A RT dose ≤0.5 Gy provides an acceptable LAR estimate (≤1%) for RIC and REID, irrespective of sex and age. The current ongoing trials should initially use doses ≤0.5 Gy to maintain the risks at an acceptable level and include only patients who fail or do not have any other treatment option.
最近,有人提议对新冠肺炎引起的肺炎采用低剂量全肺放射治疗。虽然其应用具有生物学合理性,但支持其有效性的证据很少,而且与之相关的风险可能很大。因此,基于虚拟病例模拟,我们估计了放射性癌症(RIC)和心脏病的风险。

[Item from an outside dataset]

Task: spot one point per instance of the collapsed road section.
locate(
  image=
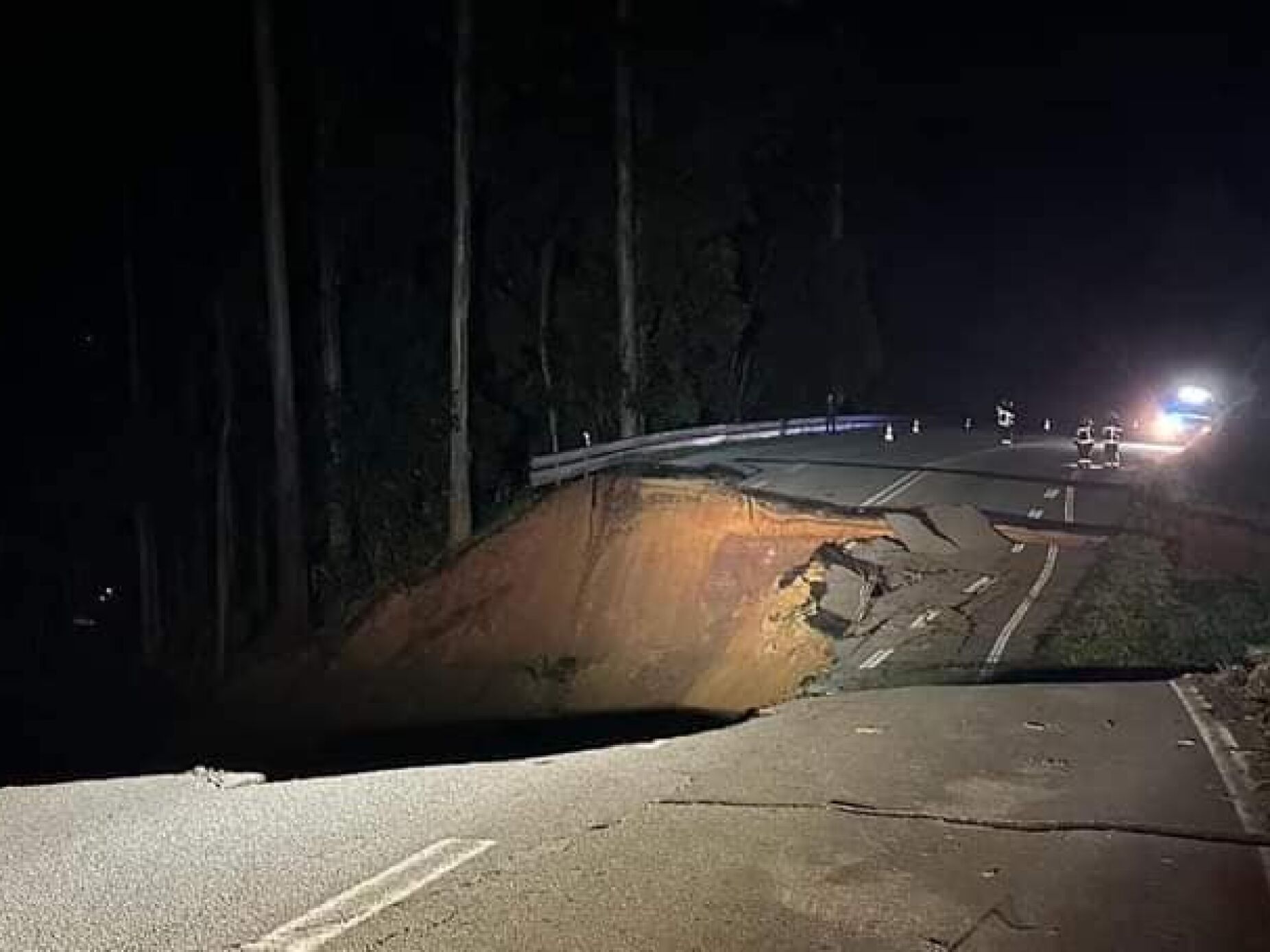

计算了女性患者肺部、肝脏、食管和乳房的 RIC 终生归因风险(LAR)。还计算了因缺血性心脏病导致的暴露诱导死亡(REID)的心血管风险。通过对适形放疗(RT)治疗的模拟获得了参与治疗的器官所接受的剂量,该治疗向肺部输送 0.5Gy-1.5Gy 的剂量。我们认为 LAR 和 REID <1%为可接受,1-2%为警告,>2%为不可接受。
肺部发生 RIC 的风险最高(女性的绝对 LAR 分别为<5200 例/100,000 和 2250 例/100,000,男性)。对于女性,乳房的 LAR 次之,尤其是年轻女性。肝脏和食管的 LAR 均<700/100,000,女性患食管癌,男性患肝癌的发病率较高。对于 LAR 截止值,我们观察到对于 RT 剂量>1Gy 的所有<60 岁的女性和男性,肺癌的 LAR 为不可接受或警告。对于 RT 剂量为 1Gy 的女性>60 岁和男性<40 岁的肺癌,LAR 为警告。在所有人群中,无论性别或接触时的年龄如何,RT 剂量≤0.7Gy 时,均未发现不可接受的 LAR 估计值。只有 0.5Gy 时才有可接受的 REID。
RT 剂量≤0.5Gy 可提供 RIC 和 REID 的可接受 LAR 估计值(≤1%),无论性别和年龄如何。目前正在进行的试验最初应使用≤0.5Gy 的剂量,以将风险保持在可接受的水平,并仅包括那些失败或没有其他治疗选择的患者。